You don't have a spare discrete output you can use? You might be able to put a resistor in series with the solenoid to get your minimum load can but this isn't the right way to do it. You would also have to change programming to accommodate this.


----------



## Wardenclyffe (Jan 11, 2019)

120 Volt valve with 24 Volt card 4to 20ma,...??


----------



## Wirenuting (Sep 12, 2010)

An interpossing relay maybe


----------



## Jay Freeman (Aug 2, 2017)

Why would you use an analog card to control an on/off solenoid valve?
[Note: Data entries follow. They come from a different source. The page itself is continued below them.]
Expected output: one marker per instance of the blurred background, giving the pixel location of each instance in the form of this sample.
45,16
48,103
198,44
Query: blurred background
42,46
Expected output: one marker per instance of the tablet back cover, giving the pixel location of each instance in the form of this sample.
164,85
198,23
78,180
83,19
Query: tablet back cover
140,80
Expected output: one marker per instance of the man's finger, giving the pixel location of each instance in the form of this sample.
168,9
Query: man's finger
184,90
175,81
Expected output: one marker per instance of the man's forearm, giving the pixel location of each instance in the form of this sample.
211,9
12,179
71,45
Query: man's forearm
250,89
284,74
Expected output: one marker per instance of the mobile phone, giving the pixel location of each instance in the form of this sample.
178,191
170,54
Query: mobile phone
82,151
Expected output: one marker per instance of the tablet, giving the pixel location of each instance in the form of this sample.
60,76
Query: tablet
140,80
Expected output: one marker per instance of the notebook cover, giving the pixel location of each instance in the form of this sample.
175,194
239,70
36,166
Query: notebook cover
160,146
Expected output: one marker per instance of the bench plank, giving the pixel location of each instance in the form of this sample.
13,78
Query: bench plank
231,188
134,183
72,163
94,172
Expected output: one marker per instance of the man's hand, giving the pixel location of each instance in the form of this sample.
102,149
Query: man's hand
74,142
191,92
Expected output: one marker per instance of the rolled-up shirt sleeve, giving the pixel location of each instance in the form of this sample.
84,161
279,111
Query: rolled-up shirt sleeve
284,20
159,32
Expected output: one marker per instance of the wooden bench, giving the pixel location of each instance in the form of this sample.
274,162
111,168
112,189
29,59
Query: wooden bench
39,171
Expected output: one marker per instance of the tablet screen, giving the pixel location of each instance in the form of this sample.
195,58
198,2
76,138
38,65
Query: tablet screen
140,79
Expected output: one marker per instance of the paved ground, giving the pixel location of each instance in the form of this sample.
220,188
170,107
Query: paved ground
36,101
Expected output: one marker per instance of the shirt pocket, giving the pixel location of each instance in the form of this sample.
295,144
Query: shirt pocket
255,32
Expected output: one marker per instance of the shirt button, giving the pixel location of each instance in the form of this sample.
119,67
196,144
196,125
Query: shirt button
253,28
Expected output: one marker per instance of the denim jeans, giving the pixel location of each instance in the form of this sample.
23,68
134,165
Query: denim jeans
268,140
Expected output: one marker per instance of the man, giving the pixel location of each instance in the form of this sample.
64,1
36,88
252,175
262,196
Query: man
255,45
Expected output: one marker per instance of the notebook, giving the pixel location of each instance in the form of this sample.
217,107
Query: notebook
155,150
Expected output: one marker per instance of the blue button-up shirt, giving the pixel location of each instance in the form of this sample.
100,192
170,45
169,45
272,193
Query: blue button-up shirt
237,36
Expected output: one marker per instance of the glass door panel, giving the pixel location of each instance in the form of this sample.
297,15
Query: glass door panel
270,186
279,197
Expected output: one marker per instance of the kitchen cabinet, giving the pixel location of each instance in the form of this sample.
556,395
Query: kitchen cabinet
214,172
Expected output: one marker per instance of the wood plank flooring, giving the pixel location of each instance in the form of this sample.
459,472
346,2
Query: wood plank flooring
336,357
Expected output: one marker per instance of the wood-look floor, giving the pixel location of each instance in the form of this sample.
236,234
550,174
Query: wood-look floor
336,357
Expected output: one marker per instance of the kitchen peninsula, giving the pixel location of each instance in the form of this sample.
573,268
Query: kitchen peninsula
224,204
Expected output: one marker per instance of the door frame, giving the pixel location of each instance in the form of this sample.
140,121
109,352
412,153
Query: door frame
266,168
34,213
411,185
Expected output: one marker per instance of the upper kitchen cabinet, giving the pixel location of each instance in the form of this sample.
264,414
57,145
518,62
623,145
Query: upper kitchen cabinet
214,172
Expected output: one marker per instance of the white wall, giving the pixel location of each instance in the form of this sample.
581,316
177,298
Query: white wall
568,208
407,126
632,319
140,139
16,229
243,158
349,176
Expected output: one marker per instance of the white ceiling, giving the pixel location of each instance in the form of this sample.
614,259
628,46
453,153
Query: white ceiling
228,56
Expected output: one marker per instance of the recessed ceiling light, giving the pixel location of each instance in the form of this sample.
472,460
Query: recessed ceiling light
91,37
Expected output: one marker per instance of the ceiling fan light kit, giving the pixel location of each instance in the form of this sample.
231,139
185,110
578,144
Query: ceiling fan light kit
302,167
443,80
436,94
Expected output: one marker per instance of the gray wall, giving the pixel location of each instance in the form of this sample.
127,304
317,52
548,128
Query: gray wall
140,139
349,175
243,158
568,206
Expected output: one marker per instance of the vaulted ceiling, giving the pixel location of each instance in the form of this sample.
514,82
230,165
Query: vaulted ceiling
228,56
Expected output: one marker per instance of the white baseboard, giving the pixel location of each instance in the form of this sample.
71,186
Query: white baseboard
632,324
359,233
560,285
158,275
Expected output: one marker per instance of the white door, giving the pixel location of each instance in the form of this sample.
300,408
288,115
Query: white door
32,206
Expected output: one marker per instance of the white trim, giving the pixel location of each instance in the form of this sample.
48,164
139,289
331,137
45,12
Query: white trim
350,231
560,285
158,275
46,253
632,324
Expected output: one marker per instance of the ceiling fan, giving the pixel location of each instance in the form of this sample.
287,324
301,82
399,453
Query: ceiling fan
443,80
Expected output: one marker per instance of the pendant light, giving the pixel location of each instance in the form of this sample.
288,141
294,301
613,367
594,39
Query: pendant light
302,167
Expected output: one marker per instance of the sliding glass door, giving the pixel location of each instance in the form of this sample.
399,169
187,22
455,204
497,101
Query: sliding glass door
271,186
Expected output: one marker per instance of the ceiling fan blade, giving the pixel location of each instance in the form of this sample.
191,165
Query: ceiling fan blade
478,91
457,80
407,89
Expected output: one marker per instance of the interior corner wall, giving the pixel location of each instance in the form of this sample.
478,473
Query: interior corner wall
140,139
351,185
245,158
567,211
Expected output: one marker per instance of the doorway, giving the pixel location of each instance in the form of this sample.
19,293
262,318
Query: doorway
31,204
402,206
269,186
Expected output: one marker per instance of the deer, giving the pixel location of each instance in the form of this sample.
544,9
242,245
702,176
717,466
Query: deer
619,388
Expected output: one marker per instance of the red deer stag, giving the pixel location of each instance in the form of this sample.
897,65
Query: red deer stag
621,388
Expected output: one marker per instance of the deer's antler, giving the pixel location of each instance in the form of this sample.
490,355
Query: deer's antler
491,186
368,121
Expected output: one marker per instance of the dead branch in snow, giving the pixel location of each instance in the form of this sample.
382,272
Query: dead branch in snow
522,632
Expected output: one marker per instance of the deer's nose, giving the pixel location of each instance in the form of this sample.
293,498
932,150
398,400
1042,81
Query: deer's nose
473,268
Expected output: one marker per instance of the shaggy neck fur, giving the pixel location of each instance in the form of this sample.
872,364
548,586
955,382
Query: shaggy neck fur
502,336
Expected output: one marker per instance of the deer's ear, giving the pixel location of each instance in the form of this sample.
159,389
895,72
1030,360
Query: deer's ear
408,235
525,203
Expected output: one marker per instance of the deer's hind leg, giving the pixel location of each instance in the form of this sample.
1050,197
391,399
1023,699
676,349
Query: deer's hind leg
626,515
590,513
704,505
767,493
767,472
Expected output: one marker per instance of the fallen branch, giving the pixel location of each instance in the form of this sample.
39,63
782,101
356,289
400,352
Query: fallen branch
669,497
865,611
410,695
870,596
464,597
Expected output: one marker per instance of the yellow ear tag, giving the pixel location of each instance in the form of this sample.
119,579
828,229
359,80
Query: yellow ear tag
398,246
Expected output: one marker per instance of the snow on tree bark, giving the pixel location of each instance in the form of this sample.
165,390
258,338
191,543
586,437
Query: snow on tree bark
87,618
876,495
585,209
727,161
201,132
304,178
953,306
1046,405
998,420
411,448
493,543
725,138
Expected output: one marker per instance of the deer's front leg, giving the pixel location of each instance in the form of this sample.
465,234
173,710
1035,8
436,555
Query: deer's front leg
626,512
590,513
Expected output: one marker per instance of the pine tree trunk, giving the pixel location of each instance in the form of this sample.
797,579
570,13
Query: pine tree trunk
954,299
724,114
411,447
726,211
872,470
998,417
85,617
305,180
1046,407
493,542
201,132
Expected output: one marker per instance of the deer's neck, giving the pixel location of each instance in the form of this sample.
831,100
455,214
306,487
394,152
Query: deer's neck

Why not use a digital I/O card?


----------



## John Valdes (May 17, 2007)

Wiring diagram? You got two coil leads and no polarity issue.
You have a PLC output that will operate the coil/solenoid. What do you need to know?
I did not look up your solenoid, but I see Warden must have, as he knows the voltage. 

Your profile says engineer?


----------



## glen1971 (Oct 10, 2012)

Use the right kind of card, either DO or relay card. Then match the solenoid voltage to the appropriate card. Then use a fused hot to the card, then to the solenoid, then back to the appropriate terminal.


----------



## 24V (Jan 16, 2019)

24V said:


> Hi,
> 
> I am trying to connect the ASCO REDHAT 8215G3 with the 1769-IF4X0F2 Analog PLC Module. Unfortunately, I was only able to find the technical specs and installation manual online. Can anyone please provide me with the wiring diagram?
> 
> ...


My apologies I just realized that I mentioned the analog module, I meant to say the 1769-0W16 Relay Output Module. Thank you for all the responses they are greatly appreciated!


----------



## Wardenclyffe (Jan 11, 2019)

glen1971 said:


> Use the right kind of card, either DO or relay card. Then match the solenoid voltage to the appropriate card. Then use a fused hot to the card, then to the solenoid, then back to the appropriate terminal.


Now this will work,...


----------



## glen1971 (Oct 10, 2012)

Wardenclyffe said:


> Now this will work,...


With the right parts, anything is possible! lol!!


----------